Posted by Racer on July 3, 2003, at 23:41:07

In reply to Re: Suicide? Why not? » Racer, posted by shar on July 3, 2003, at 22:15:15

I don't know if I have the energy to tell it all, too much of it is too ugly for me right now. I'm online, waiting for my husband to go to bed, reading the Straight Dope, so here's as much as I can manage.

First of all, for those of you who live near the Silicon Valley, you won't be surprised to hear that my husband was laid off last year. March, 2002. He's still not working, we're out of savings, he's not doing much, but he wants me to listen to everything that happens to him. I'm the only person he sees regularly, so he wants someone to talk to and I'm the only one he has. He was devastated by the loss of his job, and needs support, but I'm so tired. He won't listen to me, either when I'd suggest other things he could do to look, or when I'd ask him to let me be quiet for a while. Around the same time, I quit my job and went independant. That worked for a while, but then it all fell apart. I'm out of business now.

Meantime, I don't know if I ever mentioned that my husband and I were having problems before we were married. We hadn't had sex at all for 16 months, and then had to rent dirty videos for him to manage it. Way back when that all started, in 2001, I think, he told me he wasn't interested because I'd gained so much weight I just wasn't attractive anymore. He denies that now, but we're still not having sex. I know he's having a lot of trouble, himself, but he won't do anything about it. No counseling, no doctor, no nothing that I suggest. He says he has reasons, I say they're excuses, he says no they're legitimate reasons.
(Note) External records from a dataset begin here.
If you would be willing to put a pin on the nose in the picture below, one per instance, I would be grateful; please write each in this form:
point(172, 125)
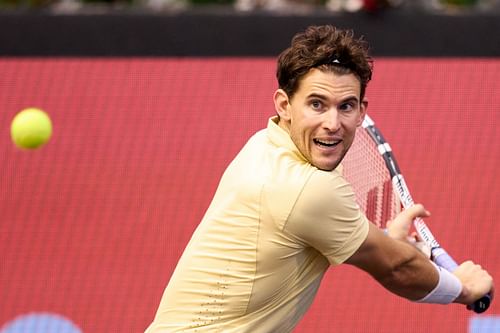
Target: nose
point(331, 120)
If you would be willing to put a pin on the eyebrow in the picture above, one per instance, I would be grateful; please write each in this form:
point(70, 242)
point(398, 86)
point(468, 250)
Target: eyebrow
point(323, 97)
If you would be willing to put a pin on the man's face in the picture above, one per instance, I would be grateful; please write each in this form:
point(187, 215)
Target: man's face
point(322, 116)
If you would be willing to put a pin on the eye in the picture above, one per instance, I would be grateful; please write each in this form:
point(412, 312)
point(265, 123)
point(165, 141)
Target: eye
point(347, 107)
point(316, 104)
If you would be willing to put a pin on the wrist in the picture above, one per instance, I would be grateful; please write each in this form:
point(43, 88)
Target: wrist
point(449, 289)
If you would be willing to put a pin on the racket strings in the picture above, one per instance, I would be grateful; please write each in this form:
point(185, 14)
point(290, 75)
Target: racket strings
point(365, 169)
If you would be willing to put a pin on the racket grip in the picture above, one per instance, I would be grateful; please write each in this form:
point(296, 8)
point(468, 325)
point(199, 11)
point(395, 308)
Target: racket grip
point(443, 259)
With all this going on, I was willingly seduced. After so long, it was so good! I was swept up in it, and did something I now see as stupid beyond belief: while out of town, I wrote him some emails -- which he'd encouraged -- and responded in kind to some of his voicemails. Last weekend, he was killed in a car crash. On Monday, his wife found at least one voicemail (saying I don't know what), and the next morning the emails. How do I know? Monday night I got a threatening telephone call, from someone who was with her when she heard it. She had the people with her listen to it, too. The next morning, she replied to the emails she found. Very ugly stuff, telling me that I'd destroyed her memories of her marriage, was a whore, should burn in hell -- and then she got abusive about it. Finally, in the last email she sent to me, she threatened to tell my husband. After a great deal of thought, and talking to my ex-bf for advice, I told my husband. He already knew, because she had already contacted him. He blames himself, since he left me vulnerable to another man's advances. Now everyone is hurting.

I know, that's not enough to cause someone to suicide, but at this point: that affair was about the only thing in my life that felt at all good. It was like my only emotional paycheck, and now it's as ugly as it can be. Everyone's hurt, there's no where for me to turn for comfort, and there's just more demands on whatever I have left. My husband wants me to do this for him, do that for him, and I just can't! My last emotional paycheck just bounced, and the creditors are banging on the door. I don't want to go on with this. It's been a failure, with sod all to show for it. I think I'll sit the next one out.

And I really do feel even more guilty that I'll be hurting my husband, but that's just not enough anymore.